W. Y. Xing, W. Yang, W. J. Yang, Q. H. Hu, J. Y. Si, H. D. Lu, B. H. Yang, L. Song, Y. Hu and R. K. K. Yuen (2016) Functionalized Carbon Nanotubes with Phosphorus- and Nitrogen-Containing Agents: Effective Reinforcer for Thermal, Mechanical, and Flame-Retardant Properties of Polystyrene Nanocomposites. Journal/Acs Applied Materials & Interfaces 8 26266-26274. [In English]
Web link: http://dx.doi.org/10.1021/acsami.6b06864
Keywords: carbon nanotubes; nanocomposites; particle reinforcement; thermal; properties; flame retardant; LAYERED SILICATE NANOCOMPOSITES; SOLID POLYMER ELECTROLYTES; FIRE-RETARDANCY; FLAMMABILITY PROPERTIES; SMOKE SUPPRESSION; EPOXY; COMPOSITES; METHACRYLATE); POLYPROPYLENE; POLYETHYLENE; DEGRADATION

Abstract: Aminated multiwalled carbon nanotubes (A-MWCNT) were reacted with diphenylphosphinic chloride (DPP-Cl) to prepare the functionalized MWCNT (DPPA-MWCNT). A-MWCNT and DPPA-MWCNT were respectively mixed with polystyrene (PS) to obtain composites through the melt compounding method. SEM observation's demonstrated that the DPPA-MWCNT nanofillers were more uniformly distributed within the PS matrix than A-MWCNT. PS/DPPA-MWCNT showed improved thermal stability, glass transition temperature, and tensile strength in comparison with PS/A-MWCNT, resulting from good dispersion and interfacial interactions between DPPA-MWCNT and PS matrix.

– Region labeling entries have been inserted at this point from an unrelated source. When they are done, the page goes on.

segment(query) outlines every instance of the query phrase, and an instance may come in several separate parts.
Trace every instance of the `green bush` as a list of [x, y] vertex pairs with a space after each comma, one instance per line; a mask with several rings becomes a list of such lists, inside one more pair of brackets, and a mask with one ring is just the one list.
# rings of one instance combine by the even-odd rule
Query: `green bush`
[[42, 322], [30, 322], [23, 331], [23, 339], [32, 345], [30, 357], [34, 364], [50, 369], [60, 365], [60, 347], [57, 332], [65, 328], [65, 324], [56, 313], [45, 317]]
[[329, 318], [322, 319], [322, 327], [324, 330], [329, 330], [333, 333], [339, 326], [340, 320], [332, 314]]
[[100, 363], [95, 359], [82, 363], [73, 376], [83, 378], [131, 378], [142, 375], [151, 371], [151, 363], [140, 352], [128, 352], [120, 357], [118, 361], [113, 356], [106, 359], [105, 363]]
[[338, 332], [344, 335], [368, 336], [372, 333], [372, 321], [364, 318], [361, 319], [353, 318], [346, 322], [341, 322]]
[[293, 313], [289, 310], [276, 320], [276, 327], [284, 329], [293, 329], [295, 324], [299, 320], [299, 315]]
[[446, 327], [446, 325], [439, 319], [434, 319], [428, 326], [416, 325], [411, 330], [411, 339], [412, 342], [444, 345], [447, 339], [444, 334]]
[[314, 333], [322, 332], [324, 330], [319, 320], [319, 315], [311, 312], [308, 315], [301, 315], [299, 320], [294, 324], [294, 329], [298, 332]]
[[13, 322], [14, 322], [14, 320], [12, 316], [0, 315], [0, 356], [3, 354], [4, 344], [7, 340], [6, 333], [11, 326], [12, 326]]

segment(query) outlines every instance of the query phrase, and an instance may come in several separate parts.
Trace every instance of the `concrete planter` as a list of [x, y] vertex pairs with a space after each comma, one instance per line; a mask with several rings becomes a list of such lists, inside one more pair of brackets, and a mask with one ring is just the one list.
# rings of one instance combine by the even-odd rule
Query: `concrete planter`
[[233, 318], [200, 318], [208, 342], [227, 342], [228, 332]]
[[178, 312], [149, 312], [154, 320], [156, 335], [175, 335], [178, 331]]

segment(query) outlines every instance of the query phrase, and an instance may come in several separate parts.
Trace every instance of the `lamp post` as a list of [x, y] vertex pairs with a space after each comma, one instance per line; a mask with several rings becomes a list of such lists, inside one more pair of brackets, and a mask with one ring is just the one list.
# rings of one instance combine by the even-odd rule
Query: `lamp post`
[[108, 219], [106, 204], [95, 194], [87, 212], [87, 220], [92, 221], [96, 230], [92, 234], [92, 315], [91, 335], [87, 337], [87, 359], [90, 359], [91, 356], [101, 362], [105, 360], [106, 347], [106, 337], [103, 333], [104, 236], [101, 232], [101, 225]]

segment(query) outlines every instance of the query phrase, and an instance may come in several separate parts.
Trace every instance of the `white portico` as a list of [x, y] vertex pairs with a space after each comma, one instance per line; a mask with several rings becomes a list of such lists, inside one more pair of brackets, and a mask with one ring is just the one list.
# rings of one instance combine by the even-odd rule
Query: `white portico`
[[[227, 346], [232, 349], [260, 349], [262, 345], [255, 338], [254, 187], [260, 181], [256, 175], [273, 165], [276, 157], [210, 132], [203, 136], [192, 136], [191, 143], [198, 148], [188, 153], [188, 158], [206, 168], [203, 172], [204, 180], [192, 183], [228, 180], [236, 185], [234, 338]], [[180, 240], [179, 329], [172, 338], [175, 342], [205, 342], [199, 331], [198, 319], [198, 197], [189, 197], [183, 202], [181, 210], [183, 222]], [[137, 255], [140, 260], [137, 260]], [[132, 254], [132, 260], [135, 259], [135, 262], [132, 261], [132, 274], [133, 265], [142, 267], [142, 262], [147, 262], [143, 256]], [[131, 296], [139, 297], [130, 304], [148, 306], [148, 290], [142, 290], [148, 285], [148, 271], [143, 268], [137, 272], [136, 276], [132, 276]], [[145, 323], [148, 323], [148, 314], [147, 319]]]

The incorporation of DPPA-MWCNT to PS significantly reduced peak heat release rate, smoke production rate, and carbon monoxide and carbon dioxide release in cone calorimeter tests. The enhanced fire-retardant properties should be ascribed to the barrier effect of carbon nanotubes, which could provide enough time for DPPA-MWCNT and its functionalized groups to trap the degrading polymer radicals to catalyze char formation. The char layer served as an efficient insulating barrier to reduce the exposure of polymer matrix to an external heat source as well as retarding the flammable gases from feeding the flame.